Lorsque des personnes reçoivent des vaccins produits à partir de ces virus adaptés aux oeufs, leur système immunitaire apprend à cibler les protéines HA influencées par les oeufs et peut ne pas réagir aux protéines HA des virus réellement en circulation chez l’homme.11 Ainsi, le virus utilisé pour produire une grande partie du vaccin 2017-2018 a provoqué une réponse immunitaire qui ne protégeait pas totalement contre le virus A(H3N2) circulant dans la population, bien qu’il ait peut-être atténué la gravité de la grippe.12
De petites améliorations et un vaccin universel
Les scientifiques sont à la recherche d’un meilleur moyen de protéger la population mondiale de la grippe. Deux nouveaux vaccins, n’utilisant pas de virus développés sur oeufs, sont actuellement disponibles. Le premier, un vaccin fabriqué à partir de virus cultivés dans des cellules de mammifères, a démontré dans des études préliminaires qu’il n’était efficace que de 20 % contre A(H3N2) par rapport au vaccin produit à partir d’oeufs.13 L’autre, un vaccin recombinant composé uniquement des protéines HA, est produit dans des cellules d’insectes et son efficacité est toujours en cours d’évaluation.14 15
La solution idéale est un vaccin universel qui protégerait contre tous les virus de la grippe, quelles que soient la mutation et l’évolution des souches.16 Un effort repose sur le fait que la tige de la protéine HA de la grippe est moins variable que la tête qui interagit avec la surface de la cellule hôte. Mais les vaccins fabriqués à partir d’un cocktail de tiges de protéines HA se sont révélés décevants jusqu’à présent.17
Un vaccin composé de deux protéines internes au virus, M1 et NP, qui sont beaucoup moins variables que les protéines exposées à la surface, fait actuellement l’objet d’essais cliniques, de même qu’un autre vaccin constitué d’un mélange exclusif de parties de protéines virales.18 19 Ces vaccins sont conçus pour stimuler les cellules immunitaires à mémoire qui persistent après une infection, en fournissant éventuellement une immunité durable.

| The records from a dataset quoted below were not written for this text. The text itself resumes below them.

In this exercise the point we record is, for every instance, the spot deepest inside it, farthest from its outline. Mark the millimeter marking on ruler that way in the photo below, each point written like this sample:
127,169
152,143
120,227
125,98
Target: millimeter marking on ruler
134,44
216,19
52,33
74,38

La saison grippale 2018-2019 sera-t-elle aussi mortelle ?
Sur la base principalement de la saison grippale récente en Amérique du Sud, l’Organisation mondiale de la santé a recommandé de remplacer le sous-type A(H3, N2) du vaccin par un sous-type qui correspond davantage au virus A(H3, N2) en circulation.20 Ils ont également recommandé de remplacer le sous-type B par celui qui est apparu aux États-Unis à la fin de la saison 2017-2018 et qui est devenu de plus en plus courant ailleurs.
L’OMS a prévu que le sous-type A(H1N1) en circulation serait le même que l’année dernière et qu’aucun changement n’était donc nécessaire à cet égard. Ainsi, bien que les mêmes souches soient susceptibles de circuler, les épidémiologistes s’attendent à ce que les vaccins offrent une meilleure protection.
Le CDC recommande à toutes les personnes âgées de 6 mois et plus de se faire vacciner contre la grippe chaque année, mais en général moins de la moitié des Américains le font.21 22 La grippe et ses complications peuvent mettre la vie en danger, en particulier pour les jeunes, les personnes âgées et les personnes affaiblies. La plupart des années, le vaccin correspond bien à la souche virale en circulation et même un vaccin mal assorti offre une protection. De plus, la vaccination à grande échelle empêche le virus de se propager et protège les personnes vulnérables. Le premier décès dû à la grippe de la saison 2018-2019 s’est déjà produit, un enfant en bonne santé, mais non vacciné est décédé en Floride et ce décès souligne l’importance de se faire vacciner contre la grippe.